В последнее воскресенье мая, в девять утра, Ричард и Лусия пили кофе в постели, в обществе Марсело и Дойш — единственной кошки из всей четверки, с которой пес подружился. Для Лусии было еще рано, она не понимала, зачем вставать на рассвете по воскресеньям, Ричард же рассматривал это как свое падение, хоть и приятное, но неминуемое, если жить вдвоем. Стояла сияющая весенняя погода, и скоро им надлежало заехать за Джозефом Боумастером, чтобы вместе позавтракать; вечером они втроем поедут встречать Эвелин на автобусный вокзал, поскольку старик очень хотел с ней познакомиться. Он никак не мог простить сыну, что тот не предложил ему участвовать в январской одиссее. «Я бы посмотрел, как бы мы управились с нашими делами при твоем участии в инвалидном кресле, папа», — не раз говорил ему Ричард, но для Джозефа это было лишь оправданием, но никак не причиной; если уж они взяли с собой чихуа-хуа, его могли взять тем более.

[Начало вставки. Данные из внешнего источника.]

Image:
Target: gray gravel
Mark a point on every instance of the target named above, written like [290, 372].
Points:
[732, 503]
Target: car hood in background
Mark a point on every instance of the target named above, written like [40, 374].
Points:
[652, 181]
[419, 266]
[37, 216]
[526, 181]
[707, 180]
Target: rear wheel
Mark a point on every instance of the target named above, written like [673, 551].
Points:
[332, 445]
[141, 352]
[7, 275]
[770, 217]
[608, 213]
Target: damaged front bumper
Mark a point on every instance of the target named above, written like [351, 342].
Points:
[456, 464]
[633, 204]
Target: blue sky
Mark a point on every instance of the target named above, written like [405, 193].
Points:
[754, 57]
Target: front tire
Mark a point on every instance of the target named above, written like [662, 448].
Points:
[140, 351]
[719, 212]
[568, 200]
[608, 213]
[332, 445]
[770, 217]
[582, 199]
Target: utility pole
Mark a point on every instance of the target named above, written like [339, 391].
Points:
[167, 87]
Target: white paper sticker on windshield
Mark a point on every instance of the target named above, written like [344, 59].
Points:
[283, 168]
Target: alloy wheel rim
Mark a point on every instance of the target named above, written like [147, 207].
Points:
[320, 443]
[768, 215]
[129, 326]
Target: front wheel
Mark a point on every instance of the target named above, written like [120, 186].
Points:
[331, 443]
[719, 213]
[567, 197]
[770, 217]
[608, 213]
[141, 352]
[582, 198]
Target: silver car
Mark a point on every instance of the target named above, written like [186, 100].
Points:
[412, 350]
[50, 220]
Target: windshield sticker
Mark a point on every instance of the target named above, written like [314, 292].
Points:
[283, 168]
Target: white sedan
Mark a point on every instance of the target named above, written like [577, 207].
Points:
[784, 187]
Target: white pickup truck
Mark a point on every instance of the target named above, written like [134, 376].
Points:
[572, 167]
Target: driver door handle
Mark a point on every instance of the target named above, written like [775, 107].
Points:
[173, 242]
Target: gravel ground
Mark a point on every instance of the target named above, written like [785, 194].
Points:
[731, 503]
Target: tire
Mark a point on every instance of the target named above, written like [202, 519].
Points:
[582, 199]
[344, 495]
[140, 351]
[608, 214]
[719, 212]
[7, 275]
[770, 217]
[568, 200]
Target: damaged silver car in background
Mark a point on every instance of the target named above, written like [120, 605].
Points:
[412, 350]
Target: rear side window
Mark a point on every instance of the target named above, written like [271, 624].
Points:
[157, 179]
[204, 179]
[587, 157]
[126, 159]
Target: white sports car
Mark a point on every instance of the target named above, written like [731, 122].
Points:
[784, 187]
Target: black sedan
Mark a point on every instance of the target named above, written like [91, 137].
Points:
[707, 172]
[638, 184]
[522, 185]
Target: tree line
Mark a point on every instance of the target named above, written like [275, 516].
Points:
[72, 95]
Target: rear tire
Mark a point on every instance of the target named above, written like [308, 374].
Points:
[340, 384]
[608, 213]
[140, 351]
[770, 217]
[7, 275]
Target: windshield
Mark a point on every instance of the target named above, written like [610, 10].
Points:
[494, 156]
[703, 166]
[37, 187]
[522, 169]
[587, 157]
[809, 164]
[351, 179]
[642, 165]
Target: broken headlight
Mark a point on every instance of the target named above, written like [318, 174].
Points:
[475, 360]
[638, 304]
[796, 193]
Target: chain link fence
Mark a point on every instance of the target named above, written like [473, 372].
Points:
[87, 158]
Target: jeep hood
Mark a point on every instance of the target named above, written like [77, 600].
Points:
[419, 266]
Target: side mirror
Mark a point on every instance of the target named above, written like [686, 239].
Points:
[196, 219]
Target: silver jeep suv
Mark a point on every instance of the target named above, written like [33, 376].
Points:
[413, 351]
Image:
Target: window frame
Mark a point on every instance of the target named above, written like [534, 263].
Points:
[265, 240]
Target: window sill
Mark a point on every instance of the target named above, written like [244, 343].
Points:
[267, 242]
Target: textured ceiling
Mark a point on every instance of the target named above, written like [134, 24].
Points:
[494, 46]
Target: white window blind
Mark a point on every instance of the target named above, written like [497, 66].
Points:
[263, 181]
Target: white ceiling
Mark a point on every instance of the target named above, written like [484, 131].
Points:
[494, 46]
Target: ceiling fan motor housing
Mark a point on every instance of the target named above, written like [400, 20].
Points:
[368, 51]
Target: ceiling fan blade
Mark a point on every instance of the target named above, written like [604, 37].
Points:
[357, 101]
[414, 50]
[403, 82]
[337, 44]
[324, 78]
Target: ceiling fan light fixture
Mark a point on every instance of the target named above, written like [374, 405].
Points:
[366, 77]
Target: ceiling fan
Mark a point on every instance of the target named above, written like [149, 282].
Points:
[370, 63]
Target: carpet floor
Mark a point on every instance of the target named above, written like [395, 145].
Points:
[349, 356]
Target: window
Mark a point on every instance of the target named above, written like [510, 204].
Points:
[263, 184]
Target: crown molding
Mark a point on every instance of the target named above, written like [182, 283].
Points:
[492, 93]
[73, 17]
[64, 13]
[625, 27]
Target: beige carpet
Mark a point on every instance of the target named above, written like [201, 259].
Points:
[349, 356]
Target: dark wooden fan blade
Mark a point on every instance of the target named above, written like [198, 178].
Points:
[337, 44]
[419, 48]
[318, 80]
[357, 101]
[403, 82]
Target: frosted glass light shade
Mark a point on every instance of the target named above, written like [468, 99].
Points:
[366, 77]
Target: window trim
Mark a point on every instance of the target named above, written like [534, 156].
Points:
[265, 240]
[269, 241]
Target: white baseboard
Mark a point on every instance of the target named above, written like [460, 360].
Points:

Тридцать два часа назад Эвелин выехала из Майами, где вот уже несколько месяцев вела более или менее нормальную жизнь. Она по-прежнему жила у Даниэлы, но в ближайшее время собиралась поселиться отдельно; работала воспитательницей в детском саду, а по вечерам — официанткой в ресторане. Ричард помогал ей деньгами, поскольку, как говорила Лусия, на что-то надо их тратить, перед тем как отправиться на кладбище. Консепсьон Монтойя, бабушка из Гватемалы, правильно употребила денежные переводы, регулярно присылаемые Эвелин сначала из Бруклина, потом из Майами. Она сменила свою хижину на дом из кирпича, с пристроенной к нему комнатой, где продавала ношеную одежду, которую присылала ее дочь Мириам из Чикаго. Она уже не ходила на рынок продавать лепешки, а только чтобы купить провизию и поболтать с кумушками. Эвелин подсчитала, что ей должно быть около шестидесяти лет, однако не могла утверждать наверняка, потому что за восемь лет, прошедших после гибели обоих внуков и отъезда внучки, она очень состарилась от горя, в чем можно было убедиться, глядя на фотографию, сделанную падре Бенито, на которой бабушка предстала в самом элегантном своем наряде, в том самом, что носила вот уже тридцать лет и будет носить до самой смерти: плотная домотканая юбка из черно-синей ткани, рубашка, вышитая яркими цветами, типичными для ее деревни, красно-оранжевый пояс и тяжелый разноцветный тюрбан, который каким-то чудом ровно держался у нее на голове.